Investors will also receive Australia’s budget later today where a lack of
any credible fiscal consolidation plan to address the fast rising debt levels
and widening fiscal shortfall may challenge the country’s efforts to jumpstart
an economy facing shifting economic drivers.
¨ KTBs were buoyed by easing regulations
to support FDIs into South Korea which we opine to be a longer term positive in
supporting the export dependent economy. Nonetheless, we withhold any early
optimism given possible implementation lags, further delays on fiscal reform
measures and resurfacing geopolitical risks from North Korea.
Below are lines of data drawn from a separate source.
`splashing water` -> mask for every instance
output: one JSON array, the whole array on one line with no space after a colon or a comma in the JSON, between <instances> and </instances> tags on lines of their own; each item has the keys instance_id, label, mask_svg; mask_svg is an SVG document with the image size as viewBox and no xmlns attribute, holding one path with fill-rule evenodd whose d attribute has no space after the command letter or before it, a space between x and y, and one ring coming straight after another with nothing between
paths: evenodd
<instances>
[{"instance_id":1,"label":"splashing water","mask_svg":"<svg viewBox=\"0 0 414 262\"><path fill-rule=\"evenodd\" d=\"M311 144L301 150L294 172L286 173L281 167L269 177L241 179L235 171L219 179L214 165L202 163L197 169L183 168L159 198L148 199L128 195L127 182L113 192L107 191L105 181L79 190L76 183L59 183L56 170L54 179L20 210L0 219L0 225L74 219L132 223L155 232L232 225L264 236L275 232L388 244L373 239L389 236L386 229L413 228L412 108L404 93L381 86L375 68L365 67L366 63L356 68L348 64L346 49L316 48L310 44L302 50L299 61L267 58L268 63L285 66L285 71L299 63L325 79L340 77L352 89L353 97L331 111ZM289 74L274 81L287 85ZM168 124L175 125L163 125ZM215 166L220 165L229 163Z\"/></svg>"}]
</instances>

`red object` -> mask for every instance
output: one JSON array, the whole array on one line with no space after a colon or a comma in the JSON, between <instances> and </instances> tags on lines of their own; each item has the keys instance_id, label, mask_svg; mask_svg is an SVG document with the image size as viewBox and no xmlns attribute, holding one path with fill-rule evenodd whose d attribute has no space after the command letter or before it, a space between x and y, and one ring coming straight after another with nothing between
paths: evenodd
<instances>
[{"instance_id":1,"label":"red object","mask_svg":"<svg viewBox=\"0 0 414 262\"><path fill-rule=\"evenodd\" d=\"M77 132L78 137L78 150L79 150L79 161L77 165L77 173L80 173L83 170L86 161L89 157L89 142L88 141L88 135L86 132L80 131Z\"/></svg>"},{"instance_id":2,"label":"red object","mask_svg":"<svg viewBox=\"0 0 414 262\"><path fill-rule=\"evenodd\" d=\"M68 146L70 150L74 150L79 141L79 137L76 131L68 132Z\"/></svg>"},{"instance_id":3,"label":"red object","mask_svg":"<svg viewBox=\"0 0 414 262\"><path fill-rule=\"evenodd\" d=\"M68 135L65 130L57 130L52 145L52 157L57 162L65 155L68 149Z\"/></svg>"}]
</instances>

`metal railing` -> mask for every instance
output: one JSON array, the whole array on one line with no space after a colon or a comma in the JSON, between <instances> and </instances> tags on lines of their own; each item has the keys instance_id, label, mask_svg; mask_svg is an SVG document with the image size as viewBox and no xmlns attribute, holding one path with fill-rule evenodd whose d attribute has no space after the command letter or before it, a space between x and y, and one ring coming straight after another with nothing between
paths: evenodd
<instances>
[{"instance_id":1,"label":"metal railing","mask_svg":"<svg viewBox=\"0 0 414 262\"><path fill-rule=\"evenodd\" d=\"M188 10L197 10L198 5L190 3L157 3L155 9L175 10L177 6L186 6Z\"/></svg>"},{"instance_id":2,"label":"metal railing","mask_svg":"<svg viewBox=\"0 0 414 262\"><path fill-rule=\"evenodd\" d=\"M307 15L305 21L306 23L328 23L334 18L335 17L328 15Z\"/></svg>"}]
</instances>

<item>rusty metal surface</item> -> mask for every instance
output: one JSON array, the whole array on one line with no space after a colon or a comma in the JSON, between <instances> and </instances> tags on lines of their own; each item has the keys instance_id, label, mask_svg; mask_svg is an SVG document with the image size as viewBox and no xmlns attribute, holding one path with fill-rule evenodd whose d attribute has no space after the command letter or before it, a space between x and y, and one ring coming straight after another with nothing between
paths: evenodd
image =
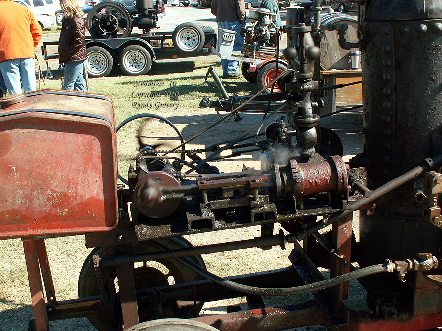
<instances>
[{"instance_id":1,"label":"rusty metal surface","mask_svg":"<svg viewBox=\"0 0 442 331\"><path fill-rule=\"evenodd\" d=\"M37 331L46 331L49 329L49 325L35 241L23 240L23 249L35 318L35 327Z\"/></svg>"},{"instance_id":2,"label":"rusty metal surface","mask_svg":"<svg viewBox=\"0 0 442 331\"><path fill-rule=\"evenodd\" d=\"M304 325L328 324L327 317L313 302L193 319L221 331L276 331Z\"/></svg>"},{"instance_id":3,"label":"rusty metal surface","mask_svg":"<svg viewBox=\"0 0 442 331\"><path fill-rule=\"evenodd\" d=\"M39 91L0 108L0 239L104 231L117 223L112 102L72 94ZM83 114L69 113L79 104Z\"/></svg>"}]
</instances>

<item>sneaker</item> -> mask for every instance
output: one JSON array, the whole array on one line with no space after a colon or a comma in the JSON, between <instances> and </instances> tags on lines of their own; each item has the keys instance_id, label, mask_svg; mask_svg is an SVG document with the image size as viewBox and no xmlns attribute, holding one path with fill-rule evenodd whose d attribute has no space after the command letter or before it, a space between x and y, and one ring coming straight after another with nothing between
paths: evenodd
<instances>
[{"instance_id":1,"label":"sneaker","mask_svg":"<svg viewBox=\"0 0 442 331\"><path fill-rule=\"evenodd\" d=\"M241 76L238 73L227 73L226 76L228 78L241 78Z\"/></svg>"}]
</instances>

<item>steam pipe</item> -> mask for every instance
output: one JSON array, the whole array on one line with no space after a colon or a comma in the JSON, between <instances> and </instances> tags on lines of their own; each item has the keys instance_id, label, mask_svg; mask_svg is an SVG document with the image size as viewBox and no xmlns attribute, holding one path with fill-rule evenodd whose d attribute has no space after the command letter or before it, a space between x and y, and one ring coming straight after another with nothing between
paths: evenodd
<instances>
[{"instance_id":1,"label":"steam pipe","mask_svg":"<svg viewBox=\"0 0 442 331\"><path fill-rule=\"evenodd\" d=\"M303 240L307 236L311 235L314 232L319 231L323 228L325 228L333 222L337 221L341 218L341 217L346 216L354 211L359 209L363 206L373 202L377 199L387 194L394 189L397 188L401 185L410 181L412 179L415 178L423 173L435 169L436 167L439 165L441 163L442 163L442 154L440 154L432 159L430 158L425 159L425 162L420 165L418 166L415 168L414 168L411 170L410 170L399 177L390 180L386 184L383 185L380 187L377 188L376 190L372 191L371 195L369 198L362 197L357 201L350 204L350 205L351 206L351 209L339 212L337 214L335 214L329 218L329 219L324 223L321 222L318 222L315 224L308 227L302 232L296 234L289 235L288 239L288 242L293 242L295 240Z\"/></svg>"}]
</instances>

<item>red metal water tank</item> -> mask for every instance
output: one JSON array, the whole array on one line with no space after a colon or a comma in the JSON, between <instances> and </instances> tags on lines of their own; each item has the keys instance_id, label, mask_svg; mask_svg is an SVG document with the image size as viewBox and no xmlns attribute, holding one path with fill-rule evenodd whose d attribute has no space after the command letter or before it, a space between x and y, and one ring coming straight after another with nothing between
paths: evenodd
<instances>
[{"instance_id":1,"label":"red metal water tank","mask_svg":"<svg viewBox=\"0 0 442 331\"><path fill-rule=\"evenodd\" d=\"M113 102L44 90L0 101L0 239L118 222Z\"/></svg>"}]
</instances>

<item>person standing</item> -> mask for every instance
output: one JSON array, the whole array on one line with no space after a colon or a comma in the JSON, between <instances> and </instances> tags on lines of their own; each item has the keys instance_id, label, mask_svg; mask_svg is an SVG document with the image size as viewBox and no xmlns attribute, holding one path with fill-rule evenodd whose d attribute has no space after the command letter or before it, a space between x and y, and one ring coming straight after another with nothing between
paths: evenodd
<instances>
[{"instance_id":1,"label":"person standing","mask_svg":"<svg viewBox=\"0 0 442 331\"><path fill-rule=\"evenodd\" d=\"M277 0L263 0L261 3L261 7L269 9L271 13L276 14L276 19L275 22L275 25L276 27L280 27L282 26L281 15L279 15L279 4Z\"/></svg>"},{"instance_id":2,"label":"person standing","mask_svg":"<svg viewBox=\"0 0 442 331\"><path fill-rule=\"evenodd\" d=\"M236 32L233 42L233 51L241 51L244 41L241 28L246 25L246 6L244 0L212 0L211 12L215 16L219 29L231 30ZM239 77L239 62L221 59L222 74L224 77Z\"/></svg>"},{"instance_id":3,"label":"person standing","mask_svg":"<svg viewBox=\"0 0 442 331\"><path fill-rule=\"evenodd\" d=\"M37 89L34 49L42 33L30 10L0 0L0 71L11 94L21 94L22 84L25 92Z\"/></svg>"},{"instance_id":4,"label":"person standing","mask_svg":"<svg viewBox=\"0 0 442 331\"><path fill-rule=\"evenodd\" d=\"M86 91L83 65L86 53L86 23L77 0L60 0L64 12L58 44L60 63L64 65L63 90Z\"/></svg>"}]
</instances>

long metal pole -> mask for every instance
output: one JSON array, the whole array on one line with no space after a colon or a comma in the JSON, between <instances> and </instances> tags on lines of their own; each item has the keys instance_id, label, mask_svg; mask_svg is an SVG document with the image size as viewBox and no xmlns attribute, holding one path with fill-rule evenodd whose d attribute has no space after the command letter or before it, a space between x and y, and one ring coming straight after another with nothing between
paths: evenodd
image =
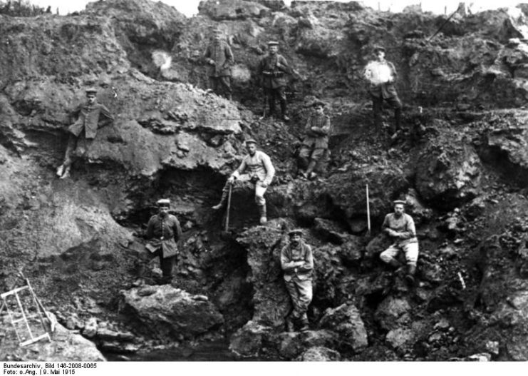
<instances>
[{"instance_id":1,"label":"long metal pole","mask_svg":"<svg viewBox=\"0 0 528 376\"><path fill-rule=\"evenodd\" d=\"M371 235L371 203L368 201L368 184L367 184L367 228L368 235Z\"/></svg>"},{"instance_id":2,"label":"long metal pole","mask_svg":"<svg viewBox=\"0 0 528 376\"><path fill-rule=\"evenodd\" d=\"M229 193L227 195L227 212L225 215L225 232L229 230L229 211L231 209L231 190L233 189L233 185L229 184Z\"/></svg>"}]
</instances>

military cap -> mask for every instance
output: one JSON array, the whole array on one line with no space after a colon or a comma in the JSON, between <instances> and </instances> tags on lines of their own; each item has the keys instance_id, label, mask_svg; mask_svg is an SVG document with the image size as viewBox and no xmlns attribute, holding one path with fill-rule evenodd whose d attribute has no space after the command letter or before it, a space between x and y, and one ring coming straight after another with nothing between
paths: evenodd
<instances>
[{"instance_id":1,"label":"military cap","mask_svg":"<svg viewBox=\"0 0 528 376\"><path fill-rule=\"evenodd\" d=\"M161 198L156 201L158 206L170 206L170 200L168 198Z\"/></svg>"},{"instance_id":2,"label":"military cap","mask_svg":"<svg viewBox=\"0 0 528 376\"><path fill-rule=\"evenodd\" d=\"M321 106L322 107L324 107L326 104L323 101L321 101L319 99L316 99L315 101L312 102L311 106L315 107L316 106Z\"/></svg>"}]
</instances>

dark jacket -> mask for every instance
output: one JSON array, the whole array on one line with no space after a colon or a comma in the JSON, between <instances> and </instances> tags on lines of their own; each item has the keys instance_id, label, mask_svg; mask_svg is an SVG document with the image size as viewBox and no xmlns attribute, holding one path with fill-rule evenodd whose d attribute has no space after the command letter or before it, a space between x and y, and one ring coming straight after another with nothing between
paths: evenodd
<instances>
[{"instance_id":1,"label":"dark jacket","mask_svg":"<svg viewBox=\"0 0 528 376\"><path fill-rule=\"evenodd\" d=\"M312 128L315 127L315 130ZM328 133L330 133L330 117L324 113L314 113L308 118L304 128L306 136L303 144L315 149L328 148Z\"/></svg>"},{"instance_id":2,"label":"dark jacket","mask_svg":"<svg viewBox=\"0 0 528 376\"><path fill-rule=\"evenodd\" d=\"M214 61L214 64L209 64L209 60ZM231 76L231 66L233 64L233 53L229 45L225 41L219 43L213 42L207 46L204 54L204 60L207 64L207 76L209 77L223 77Z\"/></svg>"},{"instance_id":3,"label":"dark jacket","mask_svg":"<svg viewBox=\"0 0 528 376\"><path fill-rule=\"evenodd\" d=\"M110 124L114 119L108 109L97 102L92 105L88 103L81 105L73 112L73 115L78 115L78 117L75 123L68 127L68 131L78 137L84 129L86 138L95 138L98 128ZM100 118L101 116L103 119Z\"/></svg>"},{"instance_id":4,"label":"dark jacket","mask_svg":"<svg viewBox=\"0 0 528 376\"><path fill-rule=\"evenodd\" d=\"M257 73L263 88L276 88L286 86L286 74L291 73L291 70L284 56L276 54L263 57L259 63Z\"/></svg>"},{"instance_id":5,"label":"dark jacket","mask_svg":"<svg viewBox=\"0 0 528 376\"><path fill-rule=\"evenodd\" d=\"M152 215L148 221L145 238L150 240L147 245L150 252L161 248L164 258L175 256L179 253L176 243L182 238L180 222L172 214L165 217Z\"/></svg>"}]
</instances>

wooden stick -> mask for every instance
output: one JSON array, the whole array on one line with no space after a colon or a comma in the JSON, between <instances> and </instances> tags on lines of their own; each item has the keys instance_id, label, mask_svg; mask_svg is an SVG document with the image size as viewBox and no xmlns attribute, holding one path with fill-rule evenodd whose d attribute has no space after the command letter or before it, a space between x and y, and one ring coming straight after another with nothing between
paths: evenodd
<instances>
[{"instance_id":1,"label":"wooden stick","mask_svg":"<svg viewBox=\"0 0 528 376\"><path fill-rule=\"evenodd\" d=\"M229 210L231 209L231 191L233 189L233 185L229 184L229 193L227 195L227 212L225 215L225 232L229 230Z\"/></svg>"},{"instance_id":2,"label":"wooden stick","mask_svg":"<svg viewBox=\"0 0 528 376\"><path fill-rule=\"evenodd\" d=\"M368 184L367 184L367 228L368 235L371 235L371 203L368 201Z\"/></svg>"}]
</instances>

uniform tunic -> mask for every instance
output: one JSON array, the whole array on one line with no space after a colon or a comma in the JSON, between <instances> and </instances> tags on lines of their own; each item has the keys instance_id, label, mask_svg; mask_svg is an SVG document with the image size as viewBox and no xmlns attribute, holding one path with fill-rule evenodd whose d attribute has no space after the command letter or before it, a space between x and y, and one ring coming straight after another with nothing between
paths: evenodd
<instances>
[{"instance_id":1,"label":"uniform tunic","mask_svg":"<svg viewBox=\"0 0 528 376\"><path fill-rule=\"evenodd\" d=\"M296 266L296 264L299 264ZM311 303L311 274L314 256L311 248L304 242L295 247L290 243L281 250L281 267L284 283L294 306L292 315L307 320L306 311Z\"/></svg>"},{"instance_id":2,"label":"uniform tunic","mask_svg":"<svg viewBox=\"0 0 528 376\"><path fill-rule=\"evenodd\" d=\"M317 129L312 131L312 127ZM328 133L330 132L330 117L325 114L314 113L306 121L304 128L306 136L303 144L314 149L327 149L328 148Z\"/></svg>"},{"instance_id":3,"label":"uniform tunic","mask_svg":"<svg viewBox=\"0 0 528 376\"><path fill-rule=\"evenodd\" d=\"M280 67L276 66L281 64ZM285 73L289 73L288 62L282 55L266 55L259 63L259 74L262 77L262 87L265 88L277 88L286 86Z\"/></svg>"},{"instance_id":4,"label":"uniform tunic","mask_svg":"<svg viewBox=\"0 0 528 376\"><path fill-rule=\"evenodd\" d=\"M214 61L214 65L207 64L207 76L209 77L231 76L231 65L234 61L233 53L229 45L224 41L209 44L205 50L204 59Z\"/></svg>"},{"instance_id":5,"label":"uniform tunic","mask_svg":"<svg viewBox=\"0 0 528 376\"><path fill-rule=\"evenodd\" d=\"M249 180L255 177L269 185L275 176L275 168L269 156L264 151L257 150L253 156L248 154L244 158L240 166L233 173L233 176L238 178L243 173L248 175Z\"/></svg>"},{"instance_id":6,"label":"uniform tunic","mask_svg":"<svg viewBox=\"0 0 528 376\"><path fill-rule=\"evenodd\" d=\"M78 118L75 123L68 128L68 130L77 137L84 130L85 136L88 139L95 138L97 129L100 128L98 126L100 116L105 118L103 119L103 123L101 124L101 126L105 126L114 119L108 109L104 105L97 102L91 105L88 103L81 105L74 113L78 113Z\"/></svg>"},{"instance_id":7,"label":"uniform tunic","mask_svg":"<svg viewBox=\"0 0 528 376\"><path fill-rule=\"evenodd\" d=\"M178 253L176 242L182 237L180 222L172 214L165 216L156 214L150 217L147 227L147 239L150 239L147 248L155 252L161 248L163 258Z\"/></svg>"}]
</instances>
Malaysia’s IP
and manufacturing sales resumed its upward growth trend following February’s
festive blip; MGS recorded further gains at the belly where offshore MGS and
GII holdings saw record highs of MYR157.5bn and MYR10.7bn respectively as oil
related woes eased. Elsewhere, Philippines’ exports rebounded in March
(Mar: +2.1%; Feb: -3.1%) where we expect the unexpectedly strong exports to
buoy the PHP over the near term.
¨
USDTHB climbed towards a 4y high of 33.735
following 2 back-to-back BoT rate cuts totaling 50bps. Easing regulations on
domestic residents’ capital outflows is likely to support an export recovery,
diminishing the odds of further rate cuts. However, any further relapse
of political uncertainty may prolong the recovery cycle.